Michael Light, Shadow at 300', 1300 hours, Deep Springs Valley, California; 2001, 40 x 50 in., pigment print, edition of 10
Michael Light is a self-described photographer and bookmaker based in Northern California. Over the last two decades Light’s work has been focused on “the environment and how contemporary American culture relates to it.” A Guggenheim Fellow, his work has been exhibited globally and is held in major museum collections. Beyond the exhibition of his work, Light has published six books of his photography, including large-scale artist books.
This exhibition will present an integrated examination Light’s work and will feature the premiere of new work commissioned by the Palo Alto Art Center. Included will be examples of Light’s aerial examinations of the varied landscapes of the American West, along with selections of earlier archival projects exploring the moon exploration of the Apollo and Gemini missions (Full Moon), and the photo archive of atmospheric (above ground) US nuclear testing between 1945 and 1962 (100 Suns).

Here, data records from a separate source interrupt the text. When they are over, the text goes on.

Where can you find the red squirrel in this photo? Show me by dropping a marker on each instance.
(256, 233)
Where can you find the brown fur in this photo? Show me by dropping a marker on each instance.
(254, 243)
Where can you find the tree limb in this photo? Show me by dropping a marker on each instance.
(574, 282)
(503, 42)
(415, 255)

Light sees his work as an exploration of landscape. By using an aerial perspective he is able to heighten awareness of the juxtaposition of what we consider to be “natural” versus the “manmade.” Our current time period has been designated by many scientists as the “Anthropocene Epoch” – the tail end of the geologic Holocene Epoch–defined by the mark making of human beings since the Industrial Revolution on the permanent geologic record. Light, with his imagery of man-made deserts, strip mines, and the lush lawns of suburbia bracketed by sand and rock, shows us that what we consider “the landscape” is now completely beholden to human influence.
Works will be presented as photographs and extremely large-scale artist books. Series represented will include LA Day/LA Night, Lake Las Vegas/Black Mountain, 100 Suns, Some Dry Space: An Inhabited West, and Full Moon. This exhibition is guest curated by Sharon Bliss.